Cidade
Da minha janela vejo uma história aos quadradinhos, nas traseiras dos prédios que ficam voltados para o meu:
Um casal de homossexuais que tem um frigorífico amarelo;
Uma mulher solitária que passa o tempo a espreitar pelas cortinas;
A casa do rés-do-chão, onde cães e gatos coabitam, indiferentes uns aos outros;
A roupa do rebento do casal jovem a crescer no estendal;
A palmeira que já chega à varanda do segundo andar;
A adolescente rebelde que fuma às escondidas;
As luzes de vários tons que acendem a noite;
Os tapetes estendidos nas manhãs de sábado…
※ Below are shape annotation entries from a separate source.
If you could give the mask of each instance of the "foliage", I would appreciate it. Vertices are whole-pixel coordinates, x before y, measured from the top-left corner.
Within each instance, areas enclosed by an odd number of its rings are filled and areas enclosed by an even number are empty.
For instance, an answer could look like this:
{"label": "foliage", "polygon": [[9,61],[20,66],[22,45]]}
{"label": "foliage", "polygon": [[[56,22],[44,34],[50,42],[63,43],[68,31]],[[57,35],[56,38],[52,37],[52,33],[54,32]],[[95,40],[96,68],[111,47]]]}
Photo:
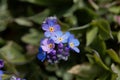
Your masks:
{"label": "foliage", "polygon": [[[0,0],[0,58],[4,80],[120,80],[119,0]],[[57,16],[64,32],[80,41],[58,64],[36,58],[41,24]]]}

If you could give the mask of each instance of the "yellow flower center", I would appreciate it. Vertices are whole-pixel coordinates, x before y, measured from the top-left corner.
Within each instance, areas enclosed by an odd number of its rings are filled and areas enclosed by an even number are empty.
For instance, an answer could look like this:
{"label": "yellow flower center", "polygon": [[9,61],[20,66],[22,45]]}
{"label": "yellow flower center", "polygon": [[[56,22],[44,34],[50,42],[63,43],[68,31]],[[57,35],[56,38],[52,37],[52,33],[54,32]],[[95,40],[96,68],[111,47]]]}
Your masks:
{"label": "yellow flower center", "polygon": [[70,47],[74,47],[74,44],[72,42],[70,43]]}
{"label": "yellow flower center", "polygon": [[53,27],[50,27],[50,28],[49,28],[49,31],[50,31],[50,32],[54,32],[54,28],[53,28]]}
{"label": "yellow flower center", "polygon": [[60,38],[58,38],[58,40],[61,42],[63,40],[63,38],[60,37]]}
Os meus olhos de criança provinciana, outrora cheios de sol e de campos a perder de vista, de pássaros e de estrelas, enchem-se agora daqueles rituais, daquela paisagem urbana, afundada no meio do betão, onde as pessoas se amontoam por cima umas das outras e assinalam a sua presença a estender e a apanhar roupa, a abrir e fechar janelas…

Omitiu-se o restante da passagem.